Software Defined Cyberinfrastructure
Ian Foster, Ben Blaiszik, Kyle Chard and Ryan Chard
Argonne National Laboratory &amp, The University of Chicago, The University of Chicago, Computation Institute, University of Chicago and Argonne National Lab, Victoria University of Wellington

Within and across thousands of science labs, researchers and students struggle to manage data produced in experiments, simulations, and analyses. Largely manual research data lifecycle management processes mean that much time is wasted, research results are often irreproducible, and data sharing and reuse remain rare. In response, we propose a new approach to data lifecycle management in which researchers are empowered to define the actions to be performed at individual storage systems when data are created or modified: actions such as analysis, transformation, copying, and publication.

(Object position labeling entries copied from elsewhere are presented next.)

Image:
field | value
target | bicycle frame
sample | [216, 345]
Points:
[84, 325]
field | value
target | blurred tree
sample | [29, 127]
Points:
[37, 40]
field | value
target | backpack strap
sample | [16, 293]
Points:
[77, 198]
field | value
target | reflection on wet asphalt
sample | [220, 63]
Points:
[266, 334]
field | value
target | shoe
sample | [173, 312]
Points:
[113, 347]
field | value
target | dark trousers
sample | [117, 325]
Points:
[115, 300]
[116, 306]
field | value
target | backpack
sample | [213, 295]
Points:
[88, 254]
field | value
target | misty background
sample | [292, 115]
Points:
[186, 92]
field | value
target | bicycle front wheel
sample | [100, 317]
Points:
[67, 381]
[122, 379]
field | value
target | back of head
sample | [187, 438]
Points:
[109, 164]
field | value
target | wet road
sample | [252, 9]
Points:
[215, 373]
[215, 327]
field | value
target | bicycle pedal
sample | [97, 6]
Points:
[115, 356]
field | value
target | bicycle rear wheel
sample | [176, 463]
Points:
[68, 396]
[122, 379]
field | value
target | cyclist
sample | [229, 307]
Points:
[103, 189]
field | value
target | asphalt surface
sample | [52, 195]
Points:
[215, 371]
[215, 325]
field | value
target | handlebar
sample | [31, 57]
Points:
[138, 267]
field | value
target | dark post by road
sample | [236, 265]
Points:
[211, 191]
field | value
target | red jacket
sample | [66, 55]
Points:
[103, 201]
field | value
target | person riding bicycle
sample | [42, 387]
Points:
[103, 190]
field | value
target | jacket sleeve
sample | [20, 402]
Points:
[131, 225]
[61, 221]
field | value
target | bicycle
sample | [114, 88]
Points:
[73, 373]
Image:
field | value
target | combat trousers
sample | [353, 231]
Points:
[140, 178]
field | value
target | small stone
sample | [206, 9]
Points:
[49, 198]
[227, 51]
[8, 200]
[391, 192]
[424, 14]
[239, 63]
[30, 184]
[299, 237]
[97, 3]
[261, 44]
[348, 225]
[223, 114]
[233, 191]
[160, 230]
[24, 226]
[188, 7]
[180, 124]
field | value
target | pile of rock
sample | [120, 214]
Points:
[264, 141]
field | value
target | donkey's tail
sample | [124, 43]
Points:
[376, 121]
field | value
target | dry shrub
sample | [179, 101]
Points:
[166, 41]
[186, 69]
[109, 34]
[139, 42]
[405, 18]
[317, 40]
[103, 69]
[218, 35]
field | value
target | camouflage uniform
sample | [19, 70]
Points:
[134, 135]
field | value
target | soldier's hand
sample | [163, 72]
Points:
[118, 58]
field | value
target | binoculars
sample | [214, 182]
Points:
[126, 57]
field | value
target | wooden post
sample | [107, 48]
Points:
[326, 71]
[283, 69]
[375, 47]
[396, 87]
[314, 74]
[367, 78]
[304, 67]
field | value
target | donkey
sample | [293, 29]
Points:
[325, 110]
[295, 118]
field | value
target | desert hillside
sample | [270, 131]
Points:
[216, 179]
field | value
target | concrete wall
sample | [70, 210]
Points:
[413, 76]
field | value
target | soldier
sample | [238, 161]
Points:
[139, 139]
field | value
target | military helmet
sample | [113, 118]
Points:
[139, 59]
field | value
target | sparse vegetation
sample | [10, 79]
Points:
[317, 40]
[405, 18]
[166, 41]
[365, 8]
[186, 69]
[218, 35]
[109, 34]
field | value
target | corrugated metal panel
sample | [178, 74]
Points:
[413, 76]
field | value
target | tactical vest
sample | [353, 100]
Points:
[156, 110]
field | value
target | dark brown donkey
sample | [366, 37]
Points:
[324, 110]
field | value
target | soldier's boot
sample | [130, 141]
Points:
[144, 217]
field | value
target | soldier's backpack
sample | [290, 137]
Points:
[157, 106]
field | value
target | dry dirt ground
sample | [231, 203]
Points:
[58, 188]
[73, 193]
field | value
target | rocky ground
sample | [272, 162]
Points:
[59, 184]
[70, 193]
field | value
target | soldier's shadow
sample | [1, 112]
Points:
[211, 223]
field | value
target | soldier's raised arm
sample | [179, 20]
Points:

We term this approach software-defined cyberinfrastructure because users can implement powerful data management policies by deploying rules to local storage systems, much as software-defined networking allows users to configure networks by deploying rules to switches. We argue that this approach can enable a new class of responsive distributed storage infrastructure that will accelerate research innovation by allowing any researcher to associate data workflows with data sources, whether local or remote, for such purposes as data ingest, characterization, indexing, and sharing. We report on early experiments with this approach in the context of experimental science, in which a simple if-trigger-then-action (IFTA) notation is used to define rules.